Dos chicas y un chico servían la comida. De a poco el
enorme salón se fue llenando. La mayoría gente mayor. Matrimonios que hablaban
en voz baja, un grupo de mujeres que parecían festejar algo y se reían a
carcajadas, una abuela con su hija y su nieta. La nena había sentado dos osos
de peluche junto a su plato.
Le sorprendió escuchar un tren a lo lejos. Era el
rumor del mar lo que debía escucharse. Un tren que se pierde en la noche
llevando mensajeros secretos, pensó, sin que ese pensamiento tuviera
justificación alguna. El capítulo de la novela que escribía transcurría en una
estación de pueblo, a la madrugada, con una mujer que bajaba del tren trayendo noticias
de un escritor amigo del protagonista que se había exiliado en Uruguay. De ahí
pensó ella que escuchaba ese tren incesante que atravesaba la noche y estaba
cargado, de eso estaba segura, de desesperados.

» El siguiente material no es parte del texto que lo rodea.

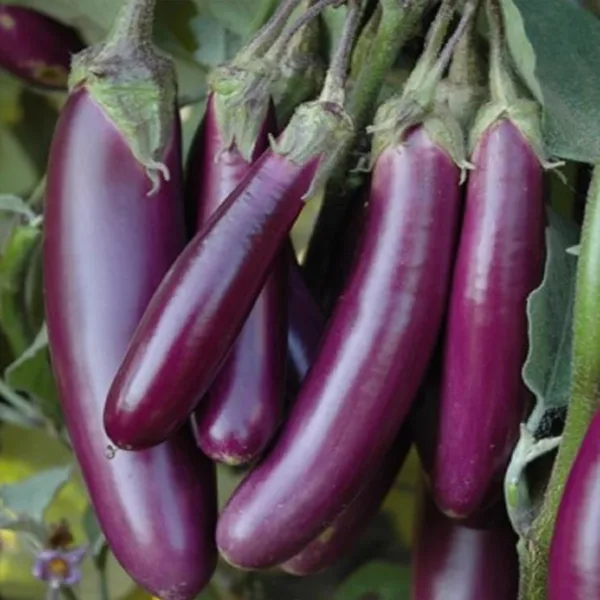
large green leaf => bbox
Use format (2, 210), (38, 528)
(0, 465), (71, 528)
(502, 0), (600, 163)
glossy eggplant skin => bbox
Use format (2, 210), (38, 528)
(411, 499), (519, 600)
(0, 4), (84, 90)
(104, 150), (318, 449)
(217, 127), (460, 568)
(187, 95), (287, 465)
(287, 247), (327, 389)
(431, 119), (545, 518)
(43, 89), (216, 600)
(281, 428), (411, 575)
(547, 413), (600, 600)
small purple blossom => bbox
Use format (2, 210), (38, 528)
(33, 546), (87, 590)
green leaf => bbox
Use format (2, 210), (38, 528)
(5, 326), (61, 423)
(334, 561), (410, 600)
(502, 0), (600, 163)
(0, 194), (37, 221)
(11, 0), (123, 43)
(0, 465), (71, 527)
(504, 210), (579, 535)
(83, 505), (106, 561)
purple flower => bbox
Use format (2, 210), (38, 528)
(33, 546), (87, 589)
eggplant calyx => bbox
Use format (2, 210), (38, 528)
(69, 42), (177, 195)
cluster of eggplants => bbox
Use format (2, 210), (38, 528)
(38, 0), (564, 600)
(0, 4), (83, 90)
(43, 85), (216, 600)
(548, 166), (600, 600)
(186, 94), (288, 464)
(430, 119), (545, 518)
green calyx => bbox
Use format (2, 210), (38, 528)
(209, 60), (273, 162)
(69, 5), (177, 195)
(369, 93), (472, 179)
(271, 100), (355, 198)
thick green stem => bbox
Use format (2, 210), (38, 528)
(520, 166), (600, 600)
(320, 0), (364, 106)
(235, 0), (302, 65)
(348, 0), (430, 131)
(104, 0), (156, 52)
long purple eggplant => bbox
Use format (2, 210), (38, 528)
(187, 94), (287, 464)
(548, 413), (600, 600)
(281, 428), (411, 575)
(43, 3), (216, 600)
(217, 127), (460, 568)
(0, 4), (83, 90)
(548, 166), (600, 600)
(104, 100), (352, 448)
(411, 492), (519, 600)
(431, 119), (544, 518)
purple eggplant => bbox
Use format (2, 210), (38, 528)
(548, 413), (600, 600)
(411, 499), (519, 600)
(281, 428), (411, 575)
(104, 100), (352, 448)
(430, 119), (544, 518)
(287, 248), (326, 389)
(217, 127), (460, 568)
(547, 166), (600, 600)
(0, 4), (83, 90)
(188, 94), (286, 464)
(43, 2), (217, 600)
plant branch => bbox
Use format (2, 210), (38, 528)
(303, 0), (430, 298)
(519, 166), (600, 600)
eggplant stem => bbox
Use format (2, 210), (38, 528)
(429, 0), (477, 85)
(322, 0), (365, 106)
(519, 165), (600, 600)
(235, 0), (302, 65)
(486, 0), (518, 106)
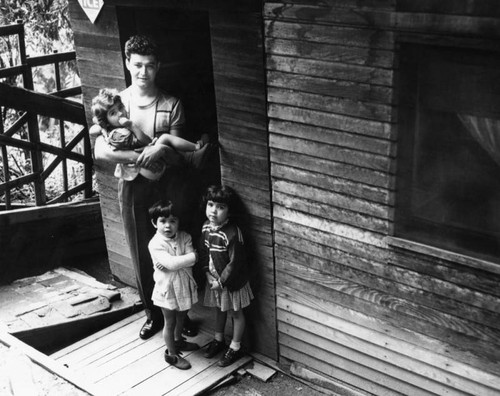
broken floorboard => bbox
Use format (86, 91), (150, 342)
(51, 312), (251, 396)
(0, 268), (142, 351)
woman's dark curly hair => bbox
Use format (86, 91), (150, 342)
(125, 34), (158, 60)
(92, 88), (123, 130)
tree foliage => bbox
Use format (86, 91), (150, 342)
(0, 0), (74, 56)
(0, 0), (92, 204)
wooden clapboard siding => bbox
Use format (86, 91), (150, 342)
(69, 1), (136, 285)
(263, 0), (500, 395)
(210, 10), (278, 359)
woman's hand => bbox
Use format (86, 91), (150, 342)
(135, 144), (163, 172)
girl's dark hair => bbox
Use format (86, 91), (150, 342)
(149, 199), (180, 223)
(92, 88), (123, 130)
(203, 185), (236, 212)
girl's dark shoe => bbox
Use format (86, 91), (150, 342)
(174, 338), (200, 352)
(139, 319), (163, 340)
(182, 315), (198, 337)
(165, 350), (191, 370)
(203, 340), (226, 359)
(218, 348), (243, 367)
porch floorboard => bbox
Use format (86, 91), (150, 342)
(51, 312), (251, 396)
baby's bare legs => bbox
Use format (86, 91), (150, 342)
(161, 308), (177, 355)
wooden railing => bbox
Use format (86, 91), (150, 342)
(0, 23), (93, 210)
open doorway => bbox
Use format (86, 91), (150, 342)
(116, 7), (220, 184)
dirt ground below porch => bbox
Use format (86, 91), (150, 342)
(74, 257), (333, 396)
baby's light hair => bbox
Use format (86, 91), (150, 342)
(149, 199), (180, 223)
(203, 185), (236, 212)
(92, 88), (123, 129)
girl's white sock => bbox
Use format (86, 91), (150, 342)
(229, 341), (241, 351)
(214, 333), (224, 342)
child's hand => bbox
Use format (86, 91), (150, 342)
(118, 117), (132, 128)
(210, 278), (222, 290)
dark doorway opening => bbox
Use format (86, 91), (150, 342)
(117, 7), (220, 183)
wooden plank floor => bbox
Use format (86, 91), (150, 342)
(51, 312), (251, 396)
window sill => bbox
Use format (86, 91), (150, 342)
(387, 236), (500, 275)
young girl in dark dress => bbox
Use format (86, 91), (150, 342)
(199, 186), (253, 367)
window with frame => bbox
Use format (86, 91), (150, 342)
(394, 43), (500, 262)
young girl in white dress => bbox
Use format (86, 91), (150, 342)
(148, 200), (199, 370)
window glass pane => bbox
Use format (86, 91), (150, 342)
(395, 45), (500, 261)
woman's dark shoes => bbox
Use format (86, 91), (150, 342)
(165, 350), (191, 370)
(203, 340), (226, 359)
(175, 338), (200, 352)
(139, 319), (163, 340)
(217, 348), (243, 367)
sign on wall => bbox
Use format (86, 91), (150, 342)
(78, 0), (104, 23)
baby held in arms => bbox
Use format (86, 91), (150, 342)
(90, 88), (204, 180)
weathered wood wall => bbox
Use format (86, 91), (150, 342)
(66, 0), (277, 359)
(264, 0), (500, 396)
(69, 0), (135, 285)
(0, 201), (106, 284)
(210, 9), (278, 359)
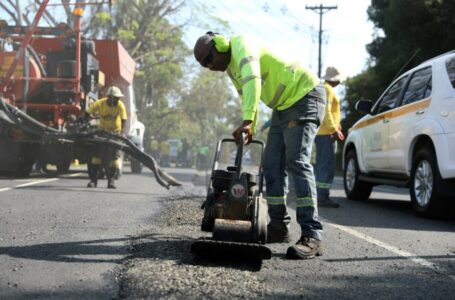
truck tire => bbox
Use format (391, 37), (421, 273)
(409, 148), (446, 217)
(56, 161), (71, 173)
(343, 149), (373, 200)
(131, 158), (142, 174)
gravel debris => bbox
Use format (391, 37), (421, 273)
(119, 196), (268, 299)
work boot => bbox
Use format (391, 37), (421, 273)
(267, 223), (291, 244)
(318, 196), (340, 208)
(107, 179), (117, 189)
(87, 165), (100, 188)
(87, 180), (98, 188)
(286, 236), (322, 259)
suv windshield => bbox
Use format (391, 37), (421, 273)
(446, 56), (455, 88)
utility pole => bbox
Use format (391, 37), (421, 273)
(305, 4), (338, 78)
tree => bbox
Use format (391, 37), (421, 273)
(178, 68), (242, 148)
(343, 0), (455, 128)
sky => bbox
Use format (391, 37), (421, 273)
(186, 0), (374, 77)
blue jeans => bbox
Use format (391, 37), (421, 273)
(315, 135), (337, 199)
(263, 85), (326, 240)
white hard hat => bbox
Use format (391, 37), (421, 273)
(107, 85), (125, 98)
(322, 66), (343, 81)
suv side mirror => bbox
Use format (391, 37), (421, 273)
(355, 100), (372, 114)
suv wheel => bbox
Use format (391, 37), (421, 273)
(410, 148), (444, 217)
(343, 150), (373, 200)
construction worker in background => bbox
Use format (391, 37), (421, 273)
(150, 136), (160, 161)
(194, 31), (325, 259)
(160, 141), (171, 167)
(86, 86), (127, 189)
(315, 67), (344, 208)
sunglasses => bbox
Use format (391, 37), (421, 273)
(201, 43), (215, 68)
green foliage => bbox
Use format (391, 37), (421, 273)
(178, 69), (242, 145)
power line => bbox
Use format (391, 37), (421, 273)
(305, 4), (338, 78)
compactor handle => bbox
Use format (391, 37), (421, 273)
(234, 132), (245, 178)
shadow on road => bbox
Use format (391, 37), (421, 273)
(319, 197), (455, 232)
(0, 237), (131, 264)
(128, 233), (262, 272)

El primer plato había sido una pequeña tarta de choclo
que devoró en un instante. Fue sentarse a la mesa junto a la ventana para darse
cuenta de que estaba muerta de hambre.
Cuando llegó el segundo plato, una merluza con puré de
papas y berenjenas crocantes, un muchacho se sentó frente a ella sin pedir
permiso. La luz de las lámparas pronunció la cicatriz que tenía en la mejilla.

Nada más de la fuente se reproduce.